Probably not on radars yet, but I could see this being one of the next PE roll-up strategies. Fragmented industries are ripe for roll-up.
isn't that sort of whats already happening? Tilray, Monster, ABV, whatever the Harpoon based thing is. Seems like PE is taking it's shot and is kind of realizing that it's not the best investment. High capital outlay, saturated market, byzantine regulatory environment. I think that to the extent PE comes into play, it will be one or two funds that figure out how to integrate the brew pub experience into the fast casual franchise framework and they will quickly fill their portfolio up with the regional brands that they need. Reading through this thread and talking to a couple folks locally who are in or adjacent to the industry I'm expecting that it will basically move more and more into a sort of restaurant industry model. The macros can be seen as the sort of top of market fast food type brands available everywhere at the lowest price, then there will be a tier of regional brands (owned either publicly or by large PE entities/macro brands) that will be ubiquitous within their geographical boundaries, then there will be a huge swath of places that will have a lot of churn and will be largely family/privately owned.
I think there are a couple of different discussions here.
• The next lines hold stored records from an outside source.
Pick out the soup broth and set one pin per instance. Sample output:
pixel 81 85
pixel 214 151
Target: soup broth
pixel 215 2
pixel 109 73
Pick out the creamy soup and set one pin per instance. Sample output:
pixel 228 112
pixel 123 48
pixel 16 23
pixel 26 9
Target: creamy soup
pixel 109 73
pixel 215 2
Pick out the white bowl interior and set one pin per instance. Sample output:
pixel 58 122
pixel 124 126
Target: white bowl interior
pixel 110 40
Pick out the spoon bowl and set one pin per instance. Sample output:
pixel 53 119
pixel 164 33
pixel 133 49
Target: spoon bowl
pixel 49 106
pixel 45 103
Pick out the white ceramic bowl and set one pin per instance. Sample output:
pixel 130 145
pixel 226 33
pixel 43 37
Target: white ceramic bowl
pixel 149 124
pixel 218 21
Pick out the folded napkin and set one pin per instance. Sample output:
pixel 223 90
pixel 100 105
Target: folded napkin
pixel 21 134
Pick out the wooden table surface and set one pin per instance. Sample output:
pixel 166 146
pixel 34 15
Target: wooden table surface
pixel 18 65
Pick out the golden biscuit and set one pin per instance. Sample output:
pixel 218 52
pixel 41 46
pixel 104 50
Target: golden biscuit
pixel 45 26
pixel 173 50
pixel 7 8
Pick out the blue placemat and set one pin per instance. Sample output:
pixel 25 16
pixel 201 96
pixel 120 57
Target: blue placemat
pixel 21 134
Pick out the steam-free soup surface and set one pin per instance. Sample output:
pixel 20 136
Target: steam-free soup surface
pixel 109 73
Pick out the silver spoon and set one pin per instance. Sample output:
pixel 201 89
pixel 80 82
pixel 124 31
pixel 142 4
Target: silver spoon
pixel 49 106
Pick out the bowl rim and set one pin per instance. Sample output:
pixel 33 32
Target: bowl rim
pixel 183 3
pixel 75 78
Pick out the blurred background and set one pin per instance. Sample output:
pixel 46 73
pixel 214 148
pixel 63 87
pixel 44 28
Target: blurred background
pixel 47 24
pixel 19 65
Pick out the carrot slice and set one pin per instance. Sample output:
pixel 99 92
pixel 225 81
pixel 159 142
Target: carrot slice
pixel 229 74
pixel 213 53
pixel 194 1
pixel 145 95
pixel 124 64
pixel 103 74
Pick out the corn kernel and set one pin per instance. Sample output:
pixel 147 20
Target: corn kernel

After a company becomes dominant, how does succession occur. In early days, there was consolidation, then how was ownership of the winners in this process passed. I’m more interested in the short term, the consolidation process, which is on-going. How does it play out, who wins and loses, and to what extent is the creativity we are used to get squashed out. one of the local microbrewers is much more interested in shipping beer than in creating new beer options. I think he is more likely to survive the ongoing shake-out. His brewpub is on,y mediocre, but his growth has been great.
Yeah, I agree that it will probably be a handful of funds that sort of "take over." But it's early stages still. I think it will accelerate as more breweries face financial challenges. Red Lobster brew pub coming to your area. We'll see.